Morford and Islei declined to be interviewed, Palmer said Monday afternoon from Providence,
where she had accompanied the injured climbers.
The rest of the team was eating and resting in tents at the 7,200-foot camp, manager
Lisa Roderick said by radio phone. Weather between Talkeetna and the Alaska Range
was too poor for ski planes to fly them out, Roderick said.
West, Morford and Islei were part of a 12-person party that included three guides.
All had reached McKinley's 20,320-foot summit on Saturday via the West Buttress, the
most common route, said Colby Coombs, the Alaska Mountaineering School's other co-director.
After spending the night at the 17,200-foot high camp, the party members decided Sunday
they were feeling strong and would try to descend all the way to base camp, Coombs
said from his Talkeetna office.
"They wanted to crank all the way down," he said.
Two other climbing teams were descending before them, a three-person Alaska Mountaineering
School party that was ahead by an hour and a half and another large party, led by
guides of Mountain Trip, that was about 15 minutes ahead, Coombs said.
Coombs had spoken to his expedition's lead guide, Rob Gowler, on the mountain by cell
phone and to McKinley rangers in Talkeetna, he said.
Morford, Islei, West and Mountaineering School guide Steve Grillo, in that order,
were roped together, Coombs said. They were the first of three four-person rope teams
on the descent.
The rock slide began about 9:30 p.m. without warning as the first rope team reached
13,200-foot Windy Corner, the National Park Service said.
Windy Corner is notorious for an icy slope falling away toward crevasses and an ice
cliff that drops thousands of feet to a fork of Kahiltna Glacier.
Above the ice slope are the rock bands and gullies of the West Buttress. The common
trail goes below and fairly close to the bands.
"Rock fall is something we're all aware of in that area," Coombs said. "The route
hugs the buttress because all these crevasses are on the other side. Five years ago
my head almost was taken off by a rock that was grapefruit-sized."
Sunday's event apparently was a landslide or a massive rock slide, Coombs said.
He and Fister both said they did not have a clear idea of how large the slide was.
But witnesses told them lots of debris was evident.
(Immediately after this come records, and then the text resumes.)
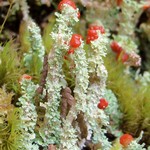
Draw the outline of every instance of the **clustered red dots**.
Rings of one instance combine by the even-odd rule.
[[[103,110],[104,110],[107,106],[108,106],[108,101],[107,101],[106,99],[104,99],[104,98],[101,98],[101,99],[99,100],[98,105],[97,105],[97,107],[98,107],[99,109],[103,109]]]
[[[91,41],[98,39],[97,31],[100,31],[101,34],[105,33],[105,30],[102,26],[92,25],[89,27],[89,29],[87,30],[87,38],[86,38],[87,44],[90,44]]]
[[[23,74],[20,78],[19,78],[19,83],[21,83],[23,80],[31,80],[32,77],[28,74]]]
[[[58,4],[58,10],[59,11],[62,10],[64,4],[71,6],[73,9],[77,9],[76,4],[72,0],[62,0]],[[80,18],[80,12],[77,13],[77,17]]]
[[[129,59],[129,55],[123,50],[123,48],[119,45],[118,42],[113,41],[110,44],[110,47],[112,49],[113,52],[115,52],[117,54],[117,60],[122,60],[122,62],[126,62]]]
[[[82,39],[82,36],[80,34],[72,35],[71,40],[69,42],[69,45],[71,48],[69,49],[68,54],[73,54],[74,50],[81,45],[81,39]]]
[[[133,141],[133,137],[130,134],[123,134],[120,137],[120,144],[127,147]]]

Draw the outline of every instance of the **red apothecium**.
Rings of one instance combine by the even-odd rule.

Moreover, to have hit both Morford
and West, who had been spaced about 120 feet from each other on the rope, and Islei
in between, the rocks had to have fanned out as they crossed the trail.
"Gerd (Islei) said this huge rock was bounding toward him and he thought he was going
to die, but it ricocheted," Coombs said.
"Mark's pack looks like a train ran over it," he added. "The ski pole is snapped in
two, and a plywood stove board in his pack was in multiple pieces. The shoulder strap
of his pack is severed in half, cut right through the foam, like someone took a scissors
and snipped the strap in the middle."
Gowler, the party's lead guide, described the largest rock that fell as the "size
of my Ford Ranger," according to Coombs.
Coombs, author of a climber's guide to the West Buttress route, said it was likely
that abundant sunlight had caused the rocks to spring loose.
Recent temperatures on the mountain were not unseasonably high, but skies had been
clear for two days, according to Fister. The West Buttress slope above Windy Corner
has a southern exposure and receives plenty of direct sunshine.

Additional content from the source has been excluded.